Bima-NTB, Media Dinamika Global.Id -- Beberapa persoalan yang menyuap di permukaan publik hingga muncul mosis ketidak percayaan masyarakat kabupaten Bima, kali terkait dengan pengaspalan jalan Rumah relokasi banjir di Desa Tambe, kecamatan Bolo, kabupaten Bima.
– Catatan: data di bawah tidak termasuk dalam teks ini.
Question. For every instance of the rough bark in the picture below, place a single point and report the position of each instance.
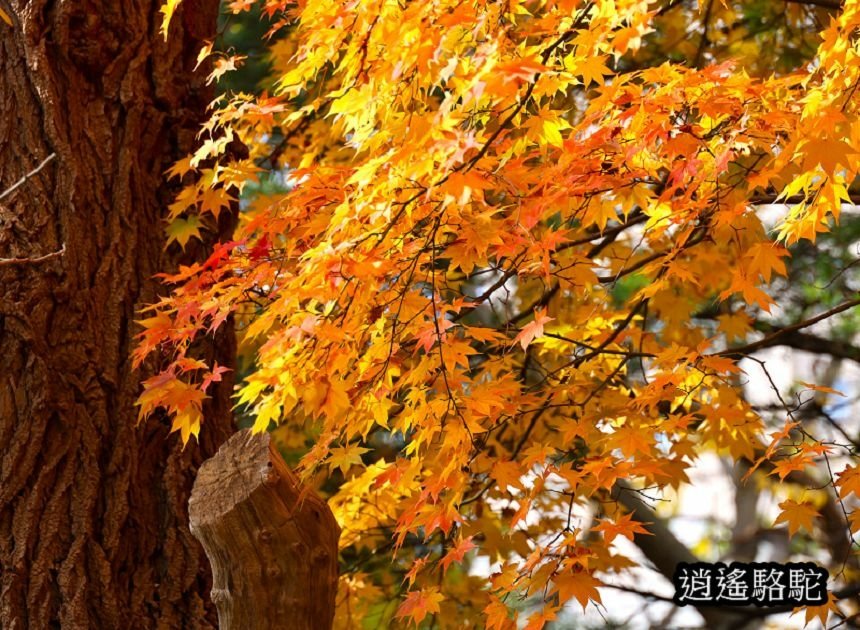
(93, 510)
(272, 542)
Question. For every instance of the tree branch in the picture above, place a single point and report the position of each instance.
(775, 338)
(24, 179)
(34, 260)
Hal disampaikan Abdurahman, S.Pd selaku tokoh Muda Desa Tambe saat diwawancarai Media Dinamika Global.Id, Kamis (10/3/2022).

Kata dia, Pekerjaan pengaspalan jalan Rumah relokasi banjir tak berkualitas hingga jalan tersebut banyak sekali kerusakan," ungkapan Abdurahman Sapaan Akrab Isla Chaha.
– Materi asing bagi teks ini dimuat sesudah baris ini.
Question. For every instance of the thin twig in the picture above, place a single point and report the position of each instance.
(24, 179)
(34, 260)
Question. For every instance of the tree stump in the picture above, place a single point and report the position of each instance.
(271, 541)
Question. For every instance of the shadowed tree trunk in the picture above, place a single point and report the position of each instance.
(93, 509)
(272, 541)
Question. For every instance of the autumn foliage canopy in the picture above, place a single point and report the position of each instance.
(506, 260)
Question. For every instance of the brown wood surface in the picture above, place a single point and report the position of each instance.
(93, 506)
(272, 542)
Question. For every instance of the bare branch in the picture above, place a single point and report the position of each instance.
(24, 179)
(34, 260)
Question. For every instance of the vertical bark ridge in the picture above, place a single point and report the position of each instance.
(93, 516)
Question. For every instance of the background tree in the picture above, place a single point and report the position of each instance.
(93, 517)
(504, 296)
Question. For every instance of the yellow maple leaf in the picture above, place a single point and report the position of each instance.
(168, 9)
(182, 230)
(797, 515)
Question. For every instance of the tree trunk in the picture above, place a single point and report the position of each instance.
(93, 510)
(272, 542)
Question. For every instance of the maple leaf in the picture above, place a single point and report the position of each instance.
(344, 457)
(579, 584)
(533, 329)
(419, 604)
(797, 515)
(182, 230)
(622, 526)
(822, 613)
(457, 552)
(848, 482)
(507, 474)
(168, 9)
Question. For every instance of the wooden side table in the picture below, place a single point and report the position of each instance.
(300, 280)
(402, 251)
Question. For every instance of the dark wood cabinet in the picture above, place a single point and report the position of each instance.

Sambung Isla Chaha, sesuai dengan fakta lapangan pekerjaan tersebut sangat disayangkan padahal anggaran cukup besar.

"Diduga pekerjaan ini asal-asalan yang dikerjakan oleh pemenang tender serta pelaksana pengaspalan jalan," ujar Isla Chaha.

Isla Chaha menegaskan, Pihak Hutama Karya (HK) sebagai penanggung jawab atas proyek rumah relokasi banjir dan jangan main-main karena menyakut keuangan Negara untuk  kesejahteraan warga kabupaten Bima yang terdampak banjir.
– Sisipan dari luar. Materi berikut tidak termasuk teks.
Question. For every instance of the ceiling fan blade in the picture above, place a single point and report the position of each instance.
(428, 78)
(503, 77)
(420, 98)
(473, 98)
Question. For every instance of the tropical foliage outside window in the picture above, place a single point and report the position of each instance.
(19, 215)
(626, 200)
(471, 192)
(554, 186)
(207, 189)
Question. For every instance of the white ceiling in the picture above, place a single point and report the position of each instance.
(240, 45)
"Pelaksana pengaspalan jalan relokasi rumah relokasi jangan berkerja sembarangan seperti ini," tegas Putra Tambe.

Keterangan Foto: Isla Chaha selaku tokoh Muda Desa Tambe

Lebih lanjutnya, Baru satu bulan pengaspalan jalan, kok sudah Rusak dan pekerjaan ini tak berkualitas, apalagi untuk beberapa bulan dan beberapa tahun kedepannya aspal ini akan hancur bahkan hilang sama sekali.

"Disisi lain, diduga kuat ada konspirasi busuk antara Pelaksana pengaspalan dengan pihak HK sebagai penanggung jawab Proyek besar ini," tutur Chaca.

Ditambahkannya, intinya pihak harus tanggung jawab atas kelalaian dalam pekerjaannya, hingga pihak HK percaya dengan pemenang tender pengaspalan jalan Proyek Rumah relokasi ini.
"Dalam waktu dekat kami akan blokade jalan sudah lalai menggunakan uang Negara," ancam Isla Chaha.

Tak hanya itu, Hendra sabagai warga Tambe senadah dengan disampaikan Isla Chaha, yang pastinya pekerjaan ini sudah diluar dari prosedur.

"Ia, diduga kuat Kongkalikong pihak HK dan Pemenang tender pengaspalan jalan Rumah relokasi banjir," pungkasnya.

Terpisah, Koordinator Lapangan PT. Hutama Karya (HK) Ngurah Theo membantah, Itu proyek tidak ada tender2an bang, Dan jalan yg rusak sedang proses pecing/perbaikan, Namanya pengaspalan sewaktu hujan pasti ada kerusakan akibat cucaca tidak baik.

"Saran saya jangan melakukan pemblokan, Tapi laporkan ke BPKP dan ke KPK sekalian bang biar sekalian tau motifnya apa," ucap Ngurah saat dikonfirmasi Lewat WhatsAppnya.

Sambung Ngurah, Karena manyangkut uang negara kan kita siap di periksa lembaga negara setara BPKP/KPK. Kurang lebih seperti itu bang penjelasan kita.  Dan kita di bayar sesuai vol. Dan mutu yg terpasang .jika mutu kita jelek Volume kurangdan tidak sesuai mutu recana ya kita akan di bayar sesuai itu. begitu prosedur kontrak berbunyi bang Dan kita disini masih ada perawatan selama 6 bulan kedepan bang.

"Kita sedang dalam proses opname dan minggu depan akan turun Pemeriksaan," ujarnya.
Lebih lanjutnya, Asphal sudah rusak seja pangaspalan pertama. karena kondisi base di guyur hujan, Kita tidak lari dari tanggung jawab bang. Semua masih tanggung jawab mita dalam perawatan.

"Penekanannya seperti ini, kita wajib mengembalikan uang negara jikalau nanti ada temuan Pertama. Volume tidak sesuai. Kedua mutu tidak sesuai spesifikasi/RKS," tutupnya.